There have been other glimmers. I remember a season when grief felt unrelenting—days, weeks, and months. I wondered how long it would last and if I'd ever feel happy and whole again. I wanted God to heal me, to take away the pain, but he seemed silent when I prayed to him. Then, one day, I read Matthew 6:26: "Look at the birds of the air: they neither sow nor reap nor gather into barns, and yet your heavenly Father feeds them. Are you not of more value than they?" In my waning faith, Jesus’s words stuck with me. That day, though it was the dead of winter, I decided to take a walk outside to look at the sky and to look for birds. I was desperate, and as I walked, I quickly became discouraged when I didn't see any. But then—I saw one. Nothing extraordinary. But to me, that one small bird flying in the sky was a glimmer of grace. It was the beginning of many walks that winter, always on a mission to look for even one bird in the sky. Each time I saw one, I was given the smallest glimpse of hope that God was somehow taking care of me too.

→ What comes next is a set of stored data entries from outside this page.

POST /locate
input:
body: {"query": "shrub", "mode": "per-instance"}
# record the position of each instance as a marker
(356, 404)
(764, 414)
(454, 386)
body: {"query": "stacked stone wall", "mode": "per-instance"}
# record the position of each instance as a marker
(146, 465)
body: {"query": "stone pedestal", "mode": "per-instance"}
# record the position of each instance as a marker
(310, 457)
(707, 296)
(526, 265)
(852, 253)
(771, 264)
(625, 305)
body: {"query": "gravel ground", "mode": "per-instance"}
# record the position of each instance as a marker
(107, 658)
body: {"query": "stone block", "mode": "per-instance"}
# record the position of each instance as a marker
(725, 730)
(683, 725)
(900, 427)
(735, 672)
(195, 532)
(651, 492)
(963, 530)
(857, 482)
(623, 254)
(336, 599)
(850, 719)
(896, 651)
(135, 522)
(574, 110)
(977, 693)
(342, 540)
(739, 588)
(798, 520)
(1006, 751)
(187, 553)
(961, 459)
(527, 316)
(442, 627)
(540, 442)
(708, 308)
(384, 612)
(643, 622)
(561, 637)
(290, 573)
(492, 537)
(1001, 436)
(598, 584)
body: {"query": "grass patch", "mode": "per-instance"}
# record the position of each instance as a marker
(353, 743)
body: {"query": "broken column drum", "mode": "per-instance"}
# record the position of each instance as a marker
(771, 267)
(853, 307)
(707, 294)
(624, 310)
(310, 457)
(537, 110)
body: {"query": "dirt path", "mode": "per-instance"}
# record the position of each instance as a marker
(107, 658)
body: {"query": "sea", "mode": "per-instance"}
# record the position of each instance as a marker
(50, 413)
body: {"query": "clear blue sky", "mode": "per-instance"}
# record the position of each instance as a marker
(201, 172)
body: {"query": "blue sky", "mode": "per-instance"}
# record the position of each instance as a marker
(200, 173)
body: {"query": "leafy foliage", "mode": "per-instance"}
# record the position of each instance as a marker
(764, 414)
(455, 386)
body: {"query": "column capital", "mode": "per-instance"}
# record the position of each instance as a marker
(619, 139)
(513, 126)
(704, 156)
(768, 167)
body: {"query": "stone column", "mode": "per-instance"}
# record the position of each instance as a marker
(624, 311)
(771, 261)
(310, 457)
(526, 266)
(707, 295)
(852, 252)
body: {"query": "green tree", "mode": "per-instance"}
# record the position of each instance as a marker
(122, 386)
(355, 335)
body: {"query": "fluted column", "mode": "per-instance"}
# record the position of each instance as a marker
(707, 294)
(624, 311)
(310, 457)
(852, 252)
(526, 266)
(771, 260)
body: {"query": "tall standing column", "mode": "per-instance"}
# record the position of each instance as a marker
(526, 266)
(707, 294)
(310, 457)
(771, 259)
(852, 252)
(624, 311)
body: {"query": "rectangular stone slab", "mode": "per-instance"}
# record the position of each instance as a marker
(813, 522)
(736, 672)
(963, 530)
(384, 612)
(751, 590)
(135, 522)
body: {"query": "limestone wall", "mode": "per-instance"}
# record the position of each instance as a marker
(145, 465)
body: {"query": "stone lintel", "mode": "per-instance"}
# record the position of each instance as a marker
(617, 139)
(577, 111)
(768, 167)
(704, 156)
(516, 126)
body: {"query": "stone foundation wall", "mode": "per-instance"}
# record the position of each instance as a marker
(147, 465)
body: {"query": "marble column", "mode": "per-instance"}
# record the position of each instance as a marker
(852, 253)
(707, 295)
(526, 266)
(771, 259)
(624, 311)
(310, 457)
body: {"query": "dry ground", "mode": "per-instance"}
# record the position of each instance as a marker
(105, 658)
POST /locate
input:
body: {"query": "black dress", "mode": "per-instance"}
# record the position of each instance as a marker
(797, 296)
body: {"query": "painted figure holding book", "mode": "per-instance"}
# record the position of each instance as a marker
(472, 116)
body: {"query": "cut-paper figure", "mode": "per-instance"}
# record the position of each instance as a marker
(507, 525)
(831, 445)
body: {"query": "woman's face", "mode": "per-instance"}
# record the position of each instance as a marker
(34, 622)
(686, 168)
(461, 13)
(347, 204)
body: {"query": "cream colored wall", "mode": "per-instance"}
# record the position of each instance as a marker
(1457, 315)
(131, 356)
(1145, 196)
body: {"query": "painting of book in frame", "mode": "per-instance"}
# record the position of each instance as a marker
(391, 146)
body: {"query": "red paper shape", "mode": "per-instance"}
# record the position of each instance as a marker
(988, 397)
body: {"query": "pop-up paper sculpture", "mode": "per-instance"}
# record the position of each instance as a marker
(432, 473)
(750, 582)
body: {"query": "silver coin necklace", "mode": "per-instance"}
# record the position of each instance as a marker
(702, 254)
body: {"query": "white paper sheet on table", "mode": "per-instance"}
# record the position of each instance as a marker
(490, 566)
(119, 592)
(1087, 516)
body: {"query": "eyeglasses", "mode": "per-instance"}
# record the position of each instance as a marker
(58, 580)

In his book Recovering Eden, Zack Eswine wrote,
I often think of that quote. I think of how much the experience of suffering can abound, seemingly choking out life and joy. Suffering can be all we see when life is arduous, but it isn’t the whole picture. Flowers still bloom, friends give you rice porridge, and birds fly in the winter sky. All of these are glimmers of God’s grace. And though these small gifts did not remove my suffering, they demonstrated that God was still in it all. They bore testimony to his presence and care. He hadn't left or forsaken me. There was somehow still good in all that was hard and broken. The glimmers were manna in my wilderness that God was inviting me to collect day by day.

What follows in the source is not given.